Com a fama de mês difícil para os brasileiros, agosto nos tirou Luís Fernando Veríssimo. Logo que a morte dele foi anunciada, no dia 30, uma profusão de citações do escritor gaúcho inundou as redes sociais, relembrando sobretudo seu humor afiado e olhar crítico para o modo de vida brasileiro. O poeta Carlos Drummond de Andrade, igualmente cronista por muitas décadas em Belo Horizonte e no Rio de Janeiro, também morreu em agosto, no dia 17, em 1987, mas ainda não tínhamos a internet para repercutir nossos lutos e vitórias de modo tão evidente. Atualmente, Veríssimo, a quem se (atribui ou atribuem?) cinco milhões de livros vendidos, não para de colecionar homenagens no mundo virtual.
O que mais me chama atenção no lamento à perda de Veríssimo é que ele era acima de tudo um cronista e ninguém questiona sua relevância como escritor, neste país onde o gênero é tão popular, mas ao mesmo tempo discriminado, talvez por nascer das narrativas do jornalismo cotidiano. Verissimo escrevia crônicas pelo menos desde 1967, no jornal “Zero Hora’, de Porto Alegre, para onde tinha voltado depois de morar com o pai, o escritor Érico Veríssimo, e a família, nos Estados Unidos, e também no Rio de Janeiro, onde conheceu sua companheira Lúcia Helena Massa. Nesta época em que muitos se autointitulam escritores com facilidade, publicando de imediato na internet tudo o que produzem, não é pouco vermos um autor no qual a ironia era um componente básico de seu estilo ter uma popularidade tão disseminada, catapultada sobretudo pela adaptação de suas crônicas em “Comédia da Vida Privada” para a TV, mas cultivada em jornais e revistas com personagens como o Analista de Bagé ou a Velhinha de Taubaté.
Alguns dias antes da perda de Veríssimo, estava pensando justamente no lugar de ainda coadjuvante atribuído ao gênero literário quando li uma crônica do escritor Tiago Germano em sua coluna “Aqui jaz um cronista” no Substack, a rede social popular no meio literário. Cronista de longa data que ganhou notoriedade pelo romance “O que pesa no Norte” (2022), Tiago, de verve caudalosa, dá um veredito rápido sobre o assunto a partir de uma metáfora bem-humorada: “A crônica é o vira-lata caramelo da literatura. Sem raça definida, não precisa de pedigree para se provar tipicamente brasileira, cruzamento do tudo com o nada e do muito com coisa nenhuma.
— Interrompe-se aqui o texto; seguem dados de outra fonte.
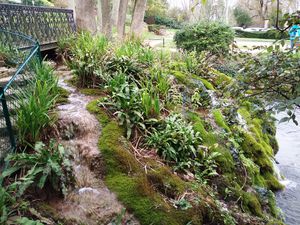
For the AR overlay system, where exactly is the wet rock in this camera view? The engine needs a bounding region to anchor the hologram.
[49,68,139,225]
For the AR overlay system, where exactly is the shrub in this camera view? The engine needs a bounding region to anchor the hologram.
[233,7,252,27]
[2,141,71,197]
[16,64,59,144]
[147,114,202,167]
[235,30,289,39]
[174,22,234,55]
[154,16,182,29]
[68,32,108,87]
[101,73,145,139]
[0,141,72,225]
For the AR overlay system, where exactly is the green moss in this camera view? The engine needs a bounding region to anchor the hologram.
[266,220,286,225]
[99,121,206,225]
[212,146,235,174]
[147,166,186,199]
[79,88,103,96]
[210,69,232,88]
[200,78,215,90]
[268,191,281,218]
[171,70,193,87]
[262,172,284,191]
[192,75,216,90]
[86,100,110,126]
[99,121,141,174]
[188,112,218,147]
[212,109,231,133]
[56,87,70,104]
[242,192,263,217]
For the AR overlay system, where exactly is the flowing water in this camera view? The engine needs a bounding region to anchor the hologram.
[50,68,139,225]
[276,111,300,225]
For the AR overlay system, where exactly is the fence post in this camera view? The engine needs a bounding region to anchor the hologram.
[0,88,16,148]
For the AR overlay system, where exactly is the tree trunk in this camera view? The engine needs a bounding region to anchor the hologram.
[117,0,128,38]
[74,0,97,33]
[130,0,147,36]
[111,0,122,27]
[101,0,112,38]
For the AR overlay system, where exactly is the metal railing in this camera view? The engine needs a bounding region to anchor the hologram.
[0,29,41,164]
[0,4,76,49]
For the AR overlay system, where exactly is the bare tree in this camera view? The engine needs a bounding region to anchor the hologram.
[130,0,147,36]
[111,0,121,27]
[98,0,112,38]
[117,0,128,38]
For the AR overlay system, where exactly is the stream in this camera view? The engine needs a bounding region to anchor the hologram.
[276,110,300,225]
[50,67,139,225]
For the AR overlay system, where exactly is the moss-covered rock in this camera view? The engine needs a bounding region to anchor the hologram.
[86,100,110,126]
[212,109,231,133]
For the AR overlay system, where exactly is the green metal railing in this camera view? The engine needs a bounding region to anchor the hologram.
[0,29,41,164]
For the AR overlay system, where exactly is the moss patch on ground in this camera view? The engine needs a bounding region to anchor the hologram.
[56,87,70,104]
[87,101,232,225]
[212,109,231,133]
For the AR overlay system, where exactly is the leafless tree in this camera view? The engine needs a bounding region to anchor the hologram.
[130,0,147,36]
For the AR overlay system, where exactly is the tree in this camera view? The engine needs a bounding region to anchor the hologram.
[238,46,300,124]
[111,0,121,27]
[233,6,252,27]
[146,0,168,17]
[98,0,112,38]
[117,0,128,38]
[130,0,147,36]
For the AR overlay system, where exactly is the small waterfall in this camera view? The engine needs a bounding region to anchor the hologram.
[271,159,297,188]
[236,113,248,131]
[206,90,220,108]
[49,67,139,225]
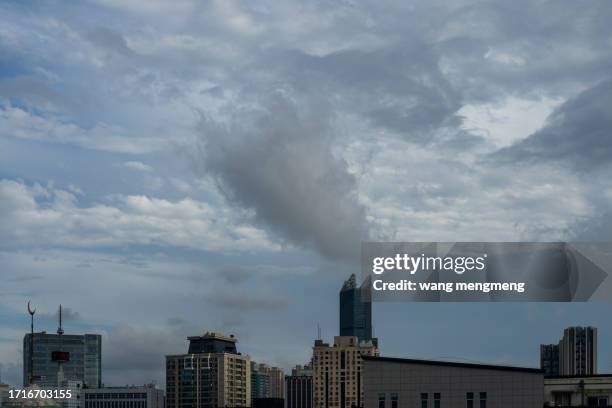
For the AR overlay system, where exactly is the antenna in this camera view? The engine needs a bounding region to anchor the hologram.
[57,303,64,336]
[28,300,36,385]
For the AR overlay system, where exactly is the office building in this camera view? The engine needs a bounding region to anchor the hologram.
[81,384,164,408]
[0,382,11,407]
[253,398,285,408]
[340,274,372,341]
[259,364,285,398]
[312,336,378,408]
[0,384,62,408]
[544,374,612,407]
[363,356,544,408]
[559,327,597,376]
[285,366,314,408]
[251,361,270,398]
[540,344,559,377]
[166,332,251,408]
[23,332,102,387]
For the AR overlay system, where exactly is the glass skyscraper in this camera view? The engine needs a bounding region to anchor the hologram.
[340,274,372,341]
[23,332,102,388]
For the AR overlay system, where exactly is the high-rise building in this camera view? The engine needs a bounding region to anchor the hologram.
[166,332,251,408]
[81,384,164,408]
[340,274,376,342]
[285,365,314,408]
[251,361,270,398]
[540,344,559,377]
[312,336,378,408]
[23,332,102,387]
[559,327,597,376]
[259,364,285,398]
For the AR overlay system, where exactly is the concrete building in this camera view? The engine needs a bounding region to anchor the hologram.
[0,383,11,407]
[285,365,314,408]
[253,398,285,408]
[0,384,62,408]
[263,366,285,398]
[544,374,612,407]
[166,332,251,408]
[540,344,560,377]
[339,274,372,341]
[559,327,597,376]
[363,356,544,408]
[81,384,164,408]
[312,336,378,408]
[23,332,102,387]
[251,361,270,399]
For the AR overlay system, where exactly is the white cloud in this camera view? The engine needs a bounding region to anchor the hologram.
[0,180,279,252]
[0,105,167,154]
[123,161,153,173]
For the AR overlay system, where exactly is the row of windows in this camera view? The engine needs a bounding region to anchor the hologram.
[85,392,147,399]
[378,392,487,408]
[85,401,147,408]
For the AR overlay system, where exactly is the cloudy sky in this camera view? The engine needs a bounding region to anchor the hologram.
[0,0,612,385]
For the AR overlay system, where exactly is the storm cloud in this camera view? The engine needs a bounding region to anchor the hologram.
[196,92,369,259]
[491,80,612,172]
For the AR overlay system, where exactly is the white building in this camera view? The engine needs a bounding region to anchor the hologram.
[544,374,612,407]
[82,384,164,408]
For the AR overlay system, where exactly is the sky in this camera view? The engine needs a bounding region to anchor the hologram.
[0,0,612,386]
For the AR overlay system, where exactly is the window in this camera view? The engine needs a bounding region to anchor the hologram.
[421,392,429,408]
[465,392,474,408]
[480,392,487,408]
[391,392,399,408]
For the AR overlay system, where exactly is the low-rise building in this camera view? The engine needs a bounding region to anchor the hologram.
[165,332,251,408]
[363,356,544,408]
[285,365,314,408]
[82,384,164,408]
[544,374,612,407]
[312,336,378,408]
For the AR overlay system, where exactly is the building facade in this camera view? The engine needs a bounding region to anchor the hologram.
[259,364,285,398]
[285,366,314,408]
[312,336,378,408]
[166,332,251,408]
[82,384,164,408]
[340,274,372,341]
[544,374,612,407]
[23,332,102,388]
[540,344,560,377]
[251,361,270,398]
[559,327,597,376]
[363,357,544,408]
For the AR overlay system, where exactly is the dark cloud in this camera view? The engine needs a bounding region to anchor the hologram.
[273,46,461,142]
[196,92,369,259]
[206,288,288,311]
[489,81,612,171]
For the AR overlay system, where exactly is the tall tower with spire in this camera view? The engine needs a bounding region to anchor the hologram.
[340,274,372,341]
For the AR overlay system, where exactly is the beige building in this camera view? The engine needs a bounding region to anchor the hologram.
[312,336,378,408]
[544,374,612,407]
[258,364,285,398]
[166,332,251,408]
[363,357,544,408]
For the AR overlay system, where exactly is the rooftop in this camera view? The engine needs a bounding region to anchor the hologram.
[362,356,544,374]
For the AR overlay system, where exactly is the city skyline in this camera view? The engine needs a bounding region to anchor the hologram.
[0,0,612,396]
[0,286,612,389]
Escorraçada por alguns, adotada por tantos outros, costuma vagar livre pelas ruas de nossas cidades, à procura de um abrigo e de uma mão gentil que a alimente.” O escritor paraibano explica que chegou a essa conclusão enquanto ministrava uma oficina de criação literária e teve como companhia sonora um bando de cães desgarrados que não paravam de ladrar. A referida crônica ganhou ainda uma continuação intitulada “Ainda sobre a crônica, essa cachorra”. Eu recomendo a leitura não apenas do primeiro texto, mas também do segundo, na qual Tiago desenvolve de maneira detalhada e divertida a relação entre a crônica e o mundo canino.
Por Luis Fernando Veríssimo, por Tiago Germano e por todos nós, cronistas dessa grande porção de terra chamada Brasil, é que sugiro que a categoria crônica seja mais lembrada nos prêmios literários. Isso seria bem-vindo sobretudo no Prêmio Biblioteca Nacional, que encerrou suas inscrições recentemente, no qual a crônica deveria uma categoria específica. Afinal, o gênero literário que deu popularidade a Rubem Braga, Clarice Lispector e Paulo Mendes Campos, apenas para citar alguns nomes, é muito expressivo no país e sua divulgação é crescente no meio digital. Não sou daqueles que encaram as premiações como sentido único da vida literária, mas com certeza isso ampliará os horizontes literários de quem se dedica a essa escrita do cotidiano.